O profeta Isaías e o evangelista Marcos apontam o arrependimento e a conversão como o meio mais seguro e eficaz de preparar o caminho do Senhor. O profeta tem diante de si um povo alquebrado e desanimado por causa da dolorosa experiência do exílio. Sente-se sem motivação no seu retorno para casa. Parece não ter forças para reconstruir a vida. Precisa ser consolado e reanimado.
Quem de nós nunca passou por situação semelhante? Esta não é a realidade de tantos irmãos e irmãs nossos que, alijados pelo sistema, sentem o peso da exclusão, da exploração e do descarte? Quantos há que precisam reconstruir sua vida, mas faltam-lhes a força da fé e a esperança que faz crer em novos céus e nova terra onde habite a justiça (2P 3,14).
O consolo que reaquece o ânimo e a coragem dos filhos e filhas de Deus vem da certeza de que acabou o tempo da servidão e que suas culpas foram expiadas (Is 40,2). Preparar o caminho no deserto, nivelar os vales, rebaixar montes e colinas, endireitar o que é tordo e tornar liso o que é áspero: eis o itinerário da conversão, da mudança de vida, do novo a emergir do coração de quem conserva sua esperança no Senhor. Não uma esperança de esperar, mas de esperançar, como diz Paulo Freire, que significa levantar-se, ir atrás, não desistir, ir adiante, juntar-se aos outros para fazer de outro jeito.
O precursor, João Batista, fazendo eco à palavra de Isaías, vai para o deserto e aí prega a conversão, o perdão e o batismo como forma de preparar o caminho do Senhor e endireitar suas estradas (Mc 1,3). De que precisamos nos converter para preparar as sendas do Cristo que vem para nos salvar e libertar?
Dirigir-se ao deserto revela nossa disposição para buscar o arrependimento e a conversão a fim de que nosso encontro com o salvador se realize. Contudo, há uma tentação que pode nos vencer. A tentação de “não ir ao deserto. Evitar a necessidade de conversão. Não escutar nenhuma voz que nos convide a mudar. Distrair-nos com qualquer coisa, para esquecer nossos medos e dissimular nossa falta de coragem para acolher a verdade de Jesus Cristo” (Antônio Pagola).
Deus, porém, precisa de apenas um pequeno sinal de nossa parte para penetrar nosso íntimo e nos transformar. Como lembra o teólogo J. M. Rovira, “Deus se aproxima de nós buscando a fresta que o homem mantém aberta ao verdadeiro, ao bom, ao belo, ao humano. É a estes resquícios da vida que devemos prestar atenção para abrir caminhos para Deus” (in. Antônio Pagola).

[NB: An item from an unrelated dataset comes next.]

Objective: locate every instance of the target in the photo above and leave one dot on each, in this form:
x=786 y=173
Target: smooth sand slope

Nossa alegria é saber que Deus usa de paciência e misericórdia para conosco, por isso, confiantes, esperamos “novos céus e nova terra onde habitará a justiça”, esforçando-nos para manter uma vida pura e sem mancha (2Pd 3,14).
Preparemos o caminho do Senhor por meio de uma sincera conversão que se traduza num novo rumo em nossa vida em relação ao que, em nós e no mundo, contradiz a vontade de Deus que nos visita por meio de filho querido, o verbo encarnado, único capaz de consolar e reanimar a humanidade.